Во Фроловском гостил Легошин, так же, как и Алеша, женившийся к этому времени, но из-за смерти Кондратьева потерявший работу. Чайковский обещал помочь ему с устройством и разрешил привезти жену и дочку. Он чувствовал себя обязанным и другому бывшему лакею Кондратьева, Василию Филатову, и 13 июля 1888 года писал, впрочем, безрезультатно, Юргенсону: «Не хочешь взять к себе в лакеи Васю, служившего долго у Анатолия, а потом у Кондратьева? Это очень умный и ловкий слуга. Лет ему немного, не более 18 или 19». Обращался с этим и к Анатолию 14 сентября: «Толя! Вася без места и сегодня был у меня (он живет покамест в деревне у отца). Не взял ли бы ты его? Я очень этого бы желал. Напиши мне насчет этого сейчас же. Только прими во внимание, что в будущем ноябре он на призыве, так что мог бы остаться всего на год. Я сохранил к нему такое чувство, как будто он свой, но только раскаявшийся изменщик». Ему же 1 октября в ответ на отказ: «Я вполне понимаю резоны, по которым ты Васю не хочешь брать. Скорее уже по отбытии воинской повинности».

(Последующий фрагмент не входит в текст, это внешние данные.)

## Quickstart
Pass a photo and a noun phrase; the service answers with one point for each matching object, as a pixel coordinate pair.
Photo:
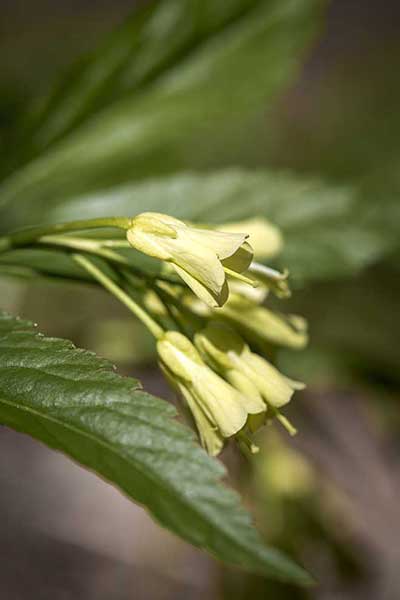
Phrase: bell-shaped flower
(262, 326)
(201, 257)
(219, 410)
(253, 375)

Время от времени Чайковский выезжал в Петербург и Москву, несколько раз лишь для того, чтобы не создавать проблем слуге и его жене, которым нужно было по разным делам отбыть на несколько дней в деревню, а Алексей не хотел оставлять барина одного во Фроловском. Так, в начале июля Петр Ильич, не планируя для себя, приехал в столицу, хотя денег не хватало и работать над симфонией предстояло немало, но — родственники Алеши пригласили его с женой в деревню на храмовый праздник.

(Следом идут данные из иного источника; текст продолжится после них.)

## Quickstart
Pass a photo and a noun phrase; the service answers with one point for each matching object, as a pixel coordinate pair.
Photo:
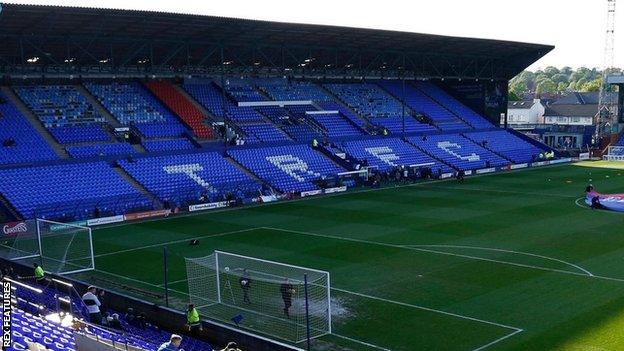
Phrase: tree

В начале августа во Фроловском нашли приют Ларош и его супруга, оказавшиеся в финансово-бедственном положении. По дороге в Петербург на два дня заехал Коля Конради, а еще несколько дней спустя Модест и гостил у брата четыре дня. 14 августа композитор окончил инструментовку симфонии и сразу стал работать над увертюрой «Гамлет», но сделал перерыв и 23 августа выехал в Каменку, где давно уже не бывал. За день до отъезда он написал фон Мекк письмо, в котором, сетуя на свою «непостижимую расточительность и ребяческое неумение устраивать дела», просит у нее «остающиеся две трети всей бюджетной суммы за будущий год, т. е. 4000 рублей, к 2 сентября». Приехав в этот день в Москву из Каменки, он получил от нее письмо и чек на необходимую сумму, и 3 сентября снова был во Фроловском.

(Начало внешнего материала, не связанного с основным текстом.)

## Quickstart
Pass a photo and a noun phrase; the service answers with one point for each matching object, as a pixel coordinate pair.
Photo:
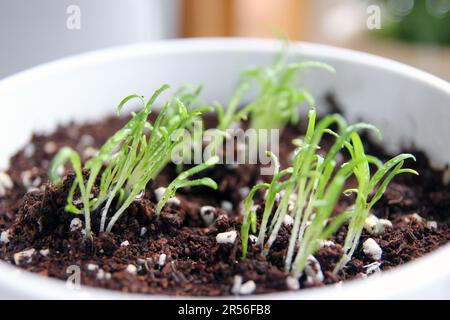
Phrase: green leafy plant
(278, 98)
(182, 181)
(127, 161)
(370, 189)
(309, 192)
(277, 101)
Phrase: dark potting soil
(131, 258)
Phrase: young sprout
(278, 97)
(182, 182)
(310, 190)
(132, 159)
(370, 189)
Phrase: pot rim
(399, 281)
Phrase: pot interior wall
(409, 110)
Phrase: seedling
(309, 191)
(129, 160)
(370, 189)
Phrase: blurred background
(416, 32)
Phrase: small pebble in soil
(28, 182)
(92, 267)
(226, 237)
(162, 260)
(287, 220)
(226, 205)
(432, 225)
(90, 152)
(140, 195)
(386, 223)
(207, 213)
(414, 217)
(446, 176)
(327, 243)
(29, 150)
(372, 268)
(131, 268)
(23, 256)
(376, 226)
(5, 183)
(253, 239)
(313, 271)
(159, 193)
(50, 147)
(248, 287)
(5, 236)
(292, 283)
(243, 192)
(76, 224)
(372, 249)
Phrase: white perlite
(207, 213)
(248, 287)
(237, 283)
(226, 237)
(292, 283)
(372, 249)
(162, 259)
(243, 192)
(23, 256)
(44, 252)
(313, 270)
(376, 226)
(5, 236)
(76, 224)
(287, 220)
(5, 183)
(372, 268)
(226, 205)
(131, 268)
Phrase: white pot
(408, 105)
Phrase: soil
(128, 259)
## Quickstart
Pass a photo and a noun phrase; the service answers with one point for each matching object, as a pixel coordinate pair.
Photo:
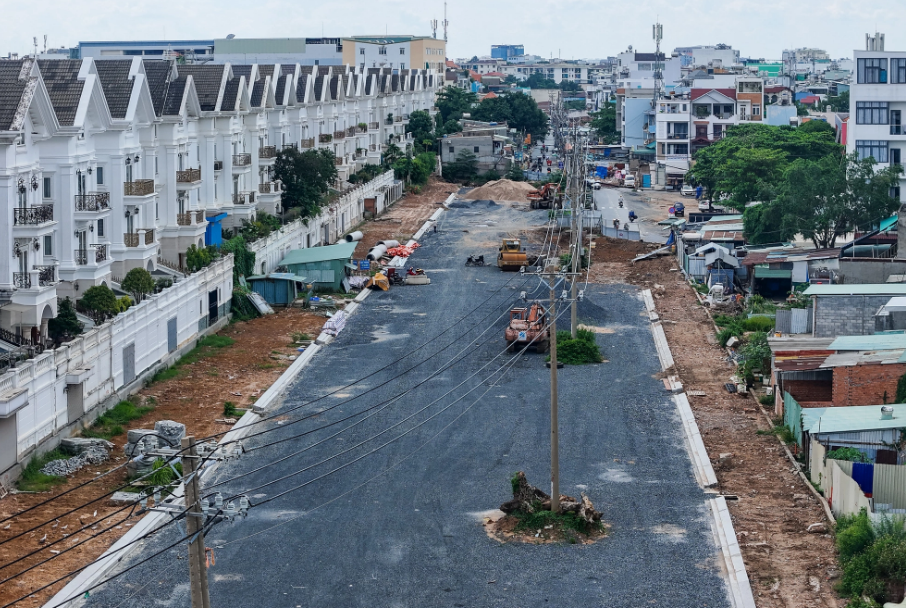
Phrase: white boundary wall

Этой же осенью он узнал о совершенно неожиданном для него обстоятельстве, связанном с Пахульскими. В письме Надежды Филаретовны от 22 сентября читаем: «У меня вообще расстройство в моей обстановке: Владислав Альбертович уже больше недели уехал за границу и находится в Дрездене, хочет позаняться музыкою, но, конечно, это не главный мотив его отъезда, а есть другая причина, которую я Вам, как моему единственному другу, скажу: мне готовится большое горе — моя Юля хочет выйти замуж за Владислава Альбертовича, и ввиду этого он поехал поправить свои нервы. Я говорю, что это большое горе для меня не потому, чтобы я имела что-нибудь против выбора Юли, — нет, Владислав Альбертович прекрасный человек, но для меня это доставляет огромную и незаменимую потерю, я теряю мою дочь, которая мне необходима и без которой мое существование невозможно. Конечно, она жаждет и просит меня об одном, чтобы я позволила ей остаться при мне, но ведь это будет не то, не то, — и ей, быть может, самой окажется слишком трудным иметь двоих на своем попечении. Это очень давний роман, он тянется уже семь лет с разными перипетиями, при которых я надеялась, что при моей жизни эта чаша не коснется моих уст, но, однако, вышло иначе, и это-то одна из главных причин моего нервного расстройства».